Although several stories are told in the separate chapters, Omar is really the main character. He is introduced in the first and the biggest moment of dramatic impact in the film, which comes at the end, is directly related to him. One of the unifying themes of each story is that of family and of brothers, in particular. The blood libel against all members of Omar’s family sets his story in motion. He is protective of his mother and Nasri, who fears for his older brother’s safety. Malek betrays the man who employs and hides him in order to help his mother. Dando is motivated by the search for his missing brother and then revenge for his ultimate fate. Banj’s fate is sealed in some part by the unfortunate actions of his brother, who has a late-night altercation with a Jewish neighbor that ends in bloodshed. Despite the differences in religion and upbringing, family remains the tie that binds.
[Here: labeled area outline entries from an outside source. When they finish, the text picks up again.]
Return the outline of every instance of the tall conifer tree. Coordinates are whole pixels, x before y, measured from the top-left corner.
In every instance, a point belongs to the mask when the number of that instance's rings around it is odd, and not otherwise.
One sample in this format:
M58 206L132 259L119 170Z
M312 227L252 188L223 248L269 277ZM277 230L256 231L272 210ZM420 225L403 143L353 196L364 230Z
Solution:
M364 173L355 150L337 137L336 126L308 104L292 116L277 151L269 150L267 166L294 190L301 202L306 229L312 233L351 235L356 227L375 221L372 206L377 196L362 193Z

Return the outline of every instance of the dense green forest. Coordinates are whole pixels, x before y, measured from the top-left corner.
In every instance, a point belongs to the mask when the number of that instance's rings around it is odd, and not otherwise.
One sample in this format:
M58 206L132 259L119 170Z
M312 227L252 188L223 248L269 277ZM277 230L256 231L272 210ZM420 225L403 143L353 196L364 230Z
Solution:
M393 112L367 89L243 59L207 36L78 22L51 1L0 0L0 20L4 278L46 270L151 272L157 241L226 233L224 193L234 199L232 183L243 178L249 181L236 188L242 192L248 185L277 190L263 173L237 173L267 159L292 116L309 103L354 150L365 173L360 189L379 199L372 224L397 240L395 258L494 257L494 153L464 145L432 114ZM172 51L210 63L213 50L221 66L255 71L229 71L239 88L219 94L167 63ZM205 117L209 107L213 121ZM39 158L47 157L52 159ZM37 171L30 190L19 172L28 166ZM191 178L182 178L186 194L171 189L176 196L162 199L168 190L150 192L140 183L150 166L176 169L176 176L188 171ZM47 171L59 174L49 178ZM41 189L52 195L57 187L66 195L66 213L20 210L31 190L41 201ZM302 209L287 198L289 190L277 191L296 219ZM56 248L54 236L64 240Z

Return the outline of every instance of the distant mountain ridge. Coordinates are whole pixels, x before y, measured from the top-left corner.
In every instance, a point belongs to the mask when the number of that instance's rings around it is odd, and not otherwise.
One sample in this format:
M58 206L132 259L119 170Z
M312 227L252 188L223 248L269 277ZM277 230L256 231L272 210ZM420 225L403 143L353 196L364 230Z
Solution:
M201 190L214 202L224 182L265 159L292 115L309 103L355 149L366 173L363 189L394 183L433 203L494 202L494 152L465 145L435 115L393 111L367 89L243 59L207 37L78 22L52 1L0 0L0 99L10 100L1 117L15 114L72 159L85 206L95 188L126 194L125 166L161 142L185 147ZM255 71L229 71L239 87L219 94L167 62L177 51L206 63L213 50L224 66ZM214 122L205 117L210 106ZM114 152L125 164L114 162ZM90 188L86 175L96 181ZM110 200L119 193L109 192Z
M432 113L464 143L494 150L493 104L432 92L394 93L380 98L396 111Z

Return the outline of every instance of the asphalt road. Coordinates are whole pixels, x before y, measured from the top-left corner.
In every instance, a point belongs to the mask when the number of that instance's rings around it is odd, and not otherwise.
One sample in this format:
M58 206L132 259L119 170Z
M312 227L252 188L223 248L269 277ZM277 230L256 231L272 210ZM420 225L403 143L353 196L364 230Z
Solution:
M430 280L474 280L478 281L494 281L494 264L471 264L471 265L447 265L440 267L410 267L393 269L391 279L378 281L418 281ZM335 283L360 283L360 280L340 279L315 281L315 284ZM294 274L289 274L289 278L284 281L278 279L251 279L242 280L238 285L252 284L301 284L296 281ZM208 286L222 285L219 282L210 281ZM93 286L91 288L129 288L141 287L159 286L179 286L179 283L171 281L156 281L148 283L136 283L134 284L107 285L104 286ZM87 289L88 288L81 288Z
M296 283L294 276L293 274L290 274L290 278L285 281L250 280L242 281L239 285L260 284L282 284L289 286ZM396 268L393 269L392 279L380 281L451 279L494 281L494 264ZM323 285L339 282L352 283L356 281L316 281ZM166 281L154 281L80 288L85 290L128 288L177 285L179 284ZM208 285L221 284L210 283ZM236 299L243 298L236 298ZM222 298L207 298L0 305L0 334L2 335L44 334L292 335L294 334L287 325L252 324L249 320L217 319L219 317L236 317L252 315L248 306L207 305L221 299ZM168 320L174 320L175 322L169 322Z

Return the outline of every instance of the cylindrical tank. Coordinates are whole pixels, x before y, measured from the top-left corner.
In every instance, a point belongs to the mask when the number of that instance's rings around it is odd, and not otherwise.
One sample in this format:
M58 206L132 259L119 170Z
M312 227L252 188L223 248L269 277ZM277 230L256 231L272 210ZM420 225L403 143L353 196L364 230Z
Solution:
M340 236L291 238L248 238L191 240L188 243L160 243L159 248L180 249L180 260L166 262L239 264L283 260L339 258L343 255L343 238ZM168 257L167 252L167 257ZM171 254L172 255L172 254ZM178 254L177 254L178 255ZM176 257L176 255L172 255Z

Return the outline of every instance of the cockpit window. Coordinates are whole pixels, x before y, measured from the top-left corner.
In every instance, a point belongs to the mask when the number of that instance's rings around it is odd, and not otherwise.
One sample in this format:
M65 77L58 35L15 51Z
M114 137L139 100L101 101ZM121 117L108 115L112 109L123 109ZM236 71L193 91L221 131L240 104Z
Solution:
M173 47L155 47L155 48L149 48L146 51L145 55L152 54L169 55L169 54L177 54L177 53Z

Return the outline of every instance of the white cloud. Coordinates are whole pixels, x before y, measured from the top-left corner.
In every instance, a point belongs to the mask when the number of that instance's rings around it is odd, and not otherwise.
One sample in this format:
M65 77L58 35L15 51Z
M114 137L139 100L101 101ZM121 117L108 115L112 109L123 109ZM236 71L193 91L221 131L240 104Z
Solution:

The trivia listing at IMDb notes that the dialogue was improvised. I have no trouble believing that as the whole film has a kind of documentary feel to it. There are a lot of handheld shots and the camera stays close and intimate with the characters. Wide shots and cross cutting are rare. As for the dialogue, I was sure in some early scenes that the actors were stepping on each others’ lines. Now I know why. It adds a very natural and unpolished feel to what is supposed to be a gritty street drama.

The film’s biggest flaw, however, is its structure. Each chapter layers itself onto the others. We glean more information about the previous chapters as the current one unfolds. Each chapter contains some event we don’t fully understand which is then explained in the subsequent chapters. This has some dramatic effect in that we’re often left wondering why something has happened or why a character has made what seems a very bizarre decision. You carry that tension with you through the next twenty minutes or so until the reason is revealed. This keeps the audience primed and nervous with anticipation.

After the film was finished I kept asking myself if it would work as well with a linear narrative. My suspicion is that, although it would fundamentally change the way the tension in the narrative plays out, we would have a film that still gets the same message across while being a lot less confounding. That’s a difficult question to answer with certainty with just one viewing, but it wasn’t quite good enough to warrant a second.